10/02/2024

Testing, 1, 2, 3

The psychiatrist that both boys see has been suggesting (read: pushing pretty hard) that we have more thorough neuropsych evals for both so we get a fuller picture of what we may (or may not) be dealing with.

We'd already done this once for youngest - six years ago maybe? - and she thought now that he's matured some it was worth doing again. Eldest has never had one. 

Hubs and I hemmed and hawed for quite some time about it, because, essentially, cha-ching.

It's not that we're opposed to spending money when necessary. We're just kind of on the fence about the true "necessity" of the situation. (And I feel like I've said all of this before? But maybe not?) 

Anyway, last week, we finally bubbled to the top of the list for neuropsych at Hopkins (because they take insurance, it seemed worth waiting two years) for youngest. Except it didn't end up being full neuro because "he didn't meet their requirements" for that. So yeah. Probably a waste of time?
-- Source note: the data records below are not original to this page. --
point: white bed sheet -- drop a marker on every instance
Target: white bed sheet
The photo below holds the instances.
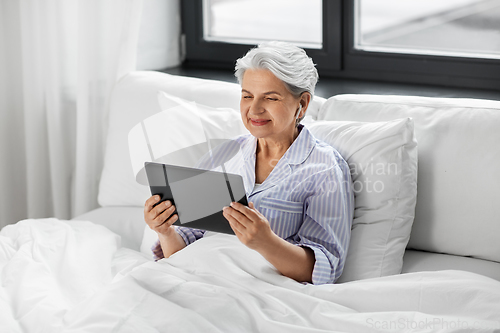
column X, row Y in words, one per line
column 73, row 276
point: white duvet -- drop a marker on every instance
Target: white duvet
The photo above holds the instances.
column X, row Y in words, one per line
column 73, row 276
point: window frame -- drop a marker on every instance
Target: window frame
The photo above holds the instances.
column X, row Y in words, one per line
column 339, row 57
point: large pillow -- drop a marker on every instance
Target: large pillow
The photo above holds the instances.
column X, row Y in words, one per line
column 382, row 157
column 457, row 209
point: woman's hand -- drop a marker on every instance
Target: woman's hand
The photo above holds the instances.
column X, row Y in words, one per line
column 158, row 217
column 249, row 225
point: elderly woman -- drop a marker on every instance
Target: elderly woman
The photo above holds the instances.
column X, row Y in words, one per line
column 301, row 201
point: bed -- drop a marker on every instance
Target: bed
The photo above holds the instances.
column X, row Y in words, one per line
column 95, row 273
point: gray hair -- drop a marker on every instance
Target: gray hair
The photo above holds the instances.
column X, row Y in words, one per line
column 286, row 61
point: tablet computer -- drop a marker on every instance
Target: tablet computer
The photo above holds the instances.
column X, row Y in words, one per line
column 198, row 195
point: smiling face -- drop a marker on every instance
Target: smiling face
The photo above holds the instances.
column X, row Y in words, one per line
column 267, row 108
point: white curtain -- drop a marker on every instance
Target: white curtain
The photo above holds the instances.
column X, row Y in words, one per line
column 59, row 60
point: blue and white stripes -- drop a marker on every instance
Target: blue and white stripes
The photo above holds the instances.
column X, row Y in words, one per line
column 307, row 198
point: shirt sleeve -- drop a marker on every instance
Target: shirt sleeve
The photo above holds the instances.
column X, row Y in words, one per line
column 326, row 228
column 189, row 235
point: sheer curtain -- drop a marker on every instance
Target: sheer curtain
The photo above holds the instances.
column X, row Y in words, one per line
column 59, row 60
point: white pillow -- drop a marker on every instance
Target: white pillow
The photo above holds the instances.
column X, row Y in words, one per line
column 382, row 157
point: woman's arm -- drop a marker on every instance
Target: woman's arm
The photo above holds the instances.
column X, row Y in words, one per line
column 159, row 218
column 253, row 230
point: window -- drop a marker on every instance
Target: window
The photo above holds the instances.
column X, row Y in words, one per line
column 439, row 42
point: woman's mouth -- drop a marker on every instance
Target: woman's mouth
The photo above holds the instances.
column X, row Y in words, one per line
column 259, row 122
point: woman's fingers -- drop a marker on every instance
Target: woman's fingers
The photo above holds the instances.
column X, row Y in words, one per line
column 163, row 213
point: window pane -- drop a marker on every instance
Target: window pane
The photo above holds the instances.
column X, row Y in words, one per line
column 468, row 28
column 254, row 21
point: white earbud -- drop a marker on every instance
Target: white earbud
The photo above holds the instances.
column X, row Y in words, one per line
column 298, row 112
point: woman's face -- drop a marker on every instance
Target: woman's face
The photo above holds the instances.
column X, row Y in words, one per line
column 267, row 108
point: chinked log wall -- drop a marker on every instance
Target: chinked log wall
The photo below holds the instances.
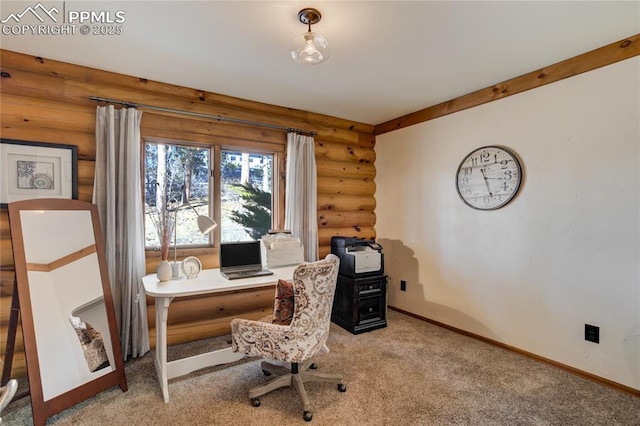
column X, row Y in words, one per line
column 48, row 101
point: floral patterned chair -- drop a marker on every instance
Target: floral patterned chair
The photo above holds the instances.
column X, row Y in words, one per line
column 311, row 296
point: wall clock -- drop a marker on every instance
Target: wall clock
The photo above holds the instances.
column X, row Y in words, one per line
column 191, row 266
column 489, row 177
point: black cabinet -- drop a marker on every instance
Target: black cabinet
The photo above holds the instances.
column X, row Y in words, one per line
column 360, row 304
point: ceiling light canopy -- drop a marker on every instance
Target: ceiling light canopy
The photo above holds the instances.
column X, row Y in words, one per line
column 310, row 48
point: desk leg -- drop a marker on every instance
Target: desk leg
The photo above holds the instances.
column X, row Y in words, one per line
column 162, row 312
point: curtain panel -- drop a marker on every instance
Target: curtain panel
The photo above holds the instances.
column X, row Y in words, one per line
column 117, row 193
column 301, row 212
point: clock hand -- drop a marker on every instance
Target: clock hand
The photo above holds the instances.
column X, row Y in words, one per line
column 486, row 182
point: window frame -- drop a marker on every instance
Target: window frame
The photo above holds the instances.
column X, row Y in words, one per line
column 215, row 191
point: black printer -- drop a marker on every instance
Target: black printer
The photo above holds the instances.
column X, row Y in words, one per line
column 358, row 257
column 360, row 302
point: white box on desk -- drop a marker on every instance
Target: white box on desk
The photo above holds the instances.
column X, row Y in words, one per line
column 281, row 251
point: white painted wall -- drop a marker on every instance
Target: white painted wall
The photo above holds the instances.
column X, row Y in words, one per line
column 564, row 253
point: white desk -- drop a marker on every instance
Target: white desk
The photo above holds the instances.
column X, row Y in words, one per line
column 209, row 281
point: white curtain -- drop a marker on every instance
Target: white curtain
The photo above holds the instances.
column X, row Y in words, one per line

But I won't know for at least another week.

But today, we kick off a private eval for eldest. Starting with a 2 hour (!) zoom with the parents. To say I am unexcited is a definite understatement. I guess it's good. But meh. Anyway, then Friday and Monday he's at their office for long stretches of time to do the testing. And on the positive side, they can do whatever testing they want because it's not regulated by insurance.

On the other side, we get to pay for it all.

At least with this one I have slightly more optimism that they'll tell us something worth knowing. Of course, I've been wrong before, so I guess we'll just have to see.